The STEP 5 trial assessed the efficacy and safety of once-weekly subcutaneous semaglutide 2.4 mg versus placebo (both plus behavioral intervention) for long-term treatment of adults with obesity, or ...overweight with at least one weight-related comorbidity, without diabetes. The co-primary endpoints were the percentage change in body weight and achievement of weight loss of ≥5% at week 104. Efficacy was assessed among all randomized participants regardless of treatment discontinuation or rescue intervention. From 5 October 2018 to 1 February 2019, 304 participants were randomly assigned to semaglutide 2.4 mg (n = 152) or placebo (n = 152), 92.8% of whom completed the trial (attended the end-of-trial safety visit). Most participants were female (236 (77.6%)) and white (283 (93.1%)), with a mean (s.d.) age of 47.3 (11.0) years, body mass index of 38.5 (6.9) kg m
and weight of 106.0 (22.0) kg. The mean change in body weight from baseline to week 104 was -15.2% in the semaglutide group (n = 152) versus -2.6% with placebo (n = 152), for an estimated treatment difference of -12.6 %-points (95% confidence interval, -15.3 to -9.8; P < 0.0001).

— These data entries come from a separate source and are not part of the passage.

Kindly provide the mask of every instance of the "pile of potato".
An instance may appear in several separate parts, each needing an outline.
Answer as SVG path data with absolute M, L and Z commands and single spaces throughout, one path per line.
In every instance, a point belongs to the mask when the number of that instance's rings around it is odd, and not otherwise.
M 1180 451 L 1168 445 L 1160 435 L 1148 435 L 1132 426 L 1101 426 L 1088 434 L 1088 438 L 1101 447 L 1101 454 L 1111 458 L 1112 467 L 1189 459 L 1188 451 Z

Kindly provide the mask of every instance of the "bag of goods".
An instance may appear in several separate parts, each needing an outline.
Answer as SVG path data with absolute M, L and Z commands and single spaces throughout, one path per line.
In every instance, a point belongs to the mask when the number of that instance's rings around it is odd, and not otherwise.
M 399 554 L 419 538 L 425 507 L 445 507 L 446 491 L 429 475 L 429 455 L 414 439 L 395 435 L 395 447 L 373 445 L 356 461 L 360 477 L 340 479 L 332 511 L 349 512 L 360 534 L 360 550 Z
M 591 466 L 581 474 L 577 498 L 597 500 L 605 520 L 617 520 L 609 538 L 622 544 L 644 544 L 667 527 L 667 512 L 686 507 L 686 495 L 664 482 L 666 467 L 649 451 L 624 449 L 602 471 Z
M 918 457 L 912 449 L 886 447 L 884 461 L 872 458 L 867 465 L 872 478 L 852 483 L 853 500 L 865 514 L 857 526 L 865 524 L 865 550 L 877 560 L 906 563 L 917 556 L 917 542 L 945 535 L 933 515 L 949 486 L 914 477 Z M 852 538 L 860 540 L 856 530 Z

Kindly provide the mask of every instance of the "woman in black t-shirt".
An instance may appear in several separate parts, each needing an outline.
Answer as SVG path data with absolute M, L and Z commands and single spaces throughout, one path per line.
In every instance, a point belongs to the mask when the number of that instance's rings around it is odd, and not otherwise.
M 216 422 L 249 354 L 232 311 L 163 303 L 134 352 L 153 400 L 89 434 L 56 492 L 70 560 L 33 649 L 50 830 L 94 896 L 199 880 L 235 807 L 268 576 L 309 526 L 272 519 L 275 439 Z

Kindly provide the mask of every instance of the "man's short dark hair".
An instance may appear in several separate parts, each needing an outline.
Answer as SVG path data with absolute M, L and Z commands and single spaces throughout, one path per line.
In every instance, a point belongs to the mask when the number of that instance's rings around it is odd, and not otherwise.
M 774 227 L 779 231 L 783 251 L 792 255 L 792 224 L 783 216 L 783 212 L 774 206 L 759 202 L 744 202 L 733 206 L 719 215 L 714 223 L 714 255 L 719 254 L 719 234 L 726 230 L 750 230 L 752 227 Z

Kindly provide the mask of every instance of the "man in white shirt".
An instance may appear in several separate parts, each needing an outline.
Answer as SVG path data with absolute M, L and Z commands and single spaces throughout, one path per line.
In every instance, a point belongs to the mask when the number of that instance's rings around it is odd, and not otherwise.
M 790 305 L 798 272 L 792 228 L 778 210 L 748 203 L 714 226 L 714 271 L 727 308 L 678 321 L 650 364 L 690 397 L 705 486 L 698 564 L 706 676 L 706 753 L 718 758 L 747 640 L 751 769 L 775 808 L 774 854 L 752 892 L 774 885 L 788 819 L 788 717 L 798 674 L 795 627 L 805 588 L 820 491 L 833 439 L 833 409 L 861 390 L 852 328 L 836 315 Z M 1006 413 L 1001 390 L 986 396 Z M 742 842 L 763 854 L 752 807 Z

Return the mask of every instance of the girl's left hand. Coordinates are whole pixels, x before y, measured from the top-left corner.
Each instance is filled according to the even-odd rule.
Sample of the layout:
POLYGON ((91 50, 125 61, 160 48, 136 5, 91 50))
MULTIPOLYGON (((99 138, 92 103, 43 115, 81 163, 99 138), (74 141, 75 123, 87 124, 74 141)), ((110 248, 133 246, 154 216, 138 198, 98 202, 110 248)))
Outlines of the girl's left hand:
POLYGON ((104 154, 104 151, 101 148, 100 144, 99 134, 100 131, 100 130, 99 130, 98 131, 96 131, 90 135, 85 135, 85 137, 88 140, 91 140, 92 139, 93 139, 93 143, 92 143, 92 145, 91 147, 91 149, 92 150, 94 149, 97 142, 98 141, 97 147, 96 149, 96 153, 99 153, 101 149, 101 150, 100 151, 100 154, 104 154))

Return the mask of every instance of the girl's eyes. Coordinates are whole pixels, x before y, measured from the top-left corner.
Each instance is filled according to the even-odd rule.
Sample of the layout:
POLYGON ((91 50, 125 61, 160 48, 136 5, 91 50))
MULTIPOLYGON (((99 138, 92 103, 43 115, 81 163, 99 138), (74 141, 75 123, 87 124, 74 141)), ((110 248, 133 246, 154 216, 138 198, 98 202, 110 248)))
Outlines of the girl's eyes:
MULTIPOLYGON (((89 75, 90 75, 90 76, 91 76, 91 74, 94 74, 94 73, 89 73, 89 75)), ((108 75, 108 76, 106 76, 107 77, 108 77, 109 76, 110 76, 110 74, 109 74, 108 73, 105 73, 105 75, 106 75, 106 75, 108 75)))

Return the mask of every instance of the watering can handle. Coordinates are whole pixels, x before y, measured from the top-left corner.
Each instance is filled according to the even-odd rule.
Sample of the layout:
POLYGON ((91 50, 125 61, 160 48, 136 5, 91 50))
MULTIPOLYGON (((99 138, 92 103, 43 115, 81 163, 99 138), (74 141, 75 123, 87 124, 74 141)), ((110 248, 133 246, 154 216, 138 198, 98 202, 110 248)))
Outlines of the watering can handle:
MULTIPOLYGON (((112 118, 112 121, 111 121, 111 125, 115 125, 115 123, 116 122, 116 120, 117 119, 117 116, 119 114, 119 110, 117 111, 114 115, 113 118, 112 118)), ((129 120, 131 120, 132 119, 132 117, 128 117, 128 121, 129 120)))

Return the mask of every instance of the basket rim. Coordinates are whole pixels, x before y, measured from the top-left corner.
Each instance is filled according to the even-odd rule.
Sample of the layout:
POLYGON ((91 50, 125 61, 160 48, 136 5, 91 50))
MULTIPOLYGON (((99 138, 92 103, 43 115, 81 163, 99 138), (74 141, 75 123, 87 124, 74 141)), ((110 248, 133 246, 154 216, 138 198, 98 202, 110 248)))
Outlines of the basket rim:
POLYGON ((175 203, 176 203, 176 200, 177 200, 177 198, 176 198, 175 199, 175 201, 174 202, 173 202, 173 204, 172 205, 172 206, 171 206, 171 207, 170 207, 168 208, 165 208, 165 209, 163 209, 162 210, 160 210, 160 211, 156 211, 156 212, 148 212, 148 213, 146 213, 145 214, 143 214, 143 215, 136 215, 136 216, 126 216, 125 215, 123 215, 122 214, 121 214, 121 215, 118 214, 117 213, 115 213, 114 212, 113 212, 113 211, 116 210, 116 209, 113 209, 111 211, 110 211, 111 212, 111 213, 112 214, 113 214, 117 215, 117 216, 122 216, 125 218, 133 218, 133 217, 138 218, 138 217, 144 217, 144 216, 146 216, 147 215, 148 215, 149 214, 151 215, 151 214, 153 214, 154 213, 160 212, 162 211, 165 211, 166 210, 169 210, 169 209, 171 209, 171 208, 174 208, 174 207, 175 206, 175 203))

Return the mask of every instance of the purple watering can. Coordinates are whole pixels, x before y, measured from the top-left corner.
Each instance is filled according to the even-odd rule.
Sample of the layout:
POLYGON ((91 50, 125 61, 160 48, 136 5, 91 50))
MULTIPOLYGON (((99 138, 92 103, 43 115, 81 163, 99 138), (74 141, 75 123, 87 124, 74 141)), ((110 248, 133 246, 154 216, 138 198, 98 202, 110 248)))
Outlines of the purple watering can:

More participants in the semaglutide group than in the placebo group achieved weight loss ≥5% from baseline at week 104 (77.1% versus 34.4%; P < 0.0001). Gastrointestinal adverse events, mostly mild-to-moderate, were reported more often with semaglutide than with placebo (82.2% versus 53.9%). In summary, in adults with overweight (with at least one weight-related comorbidity) or obesity, semaglutide treatment led to substantial, sustained weight loss over 104 weeks versus placebo. NCT03693430.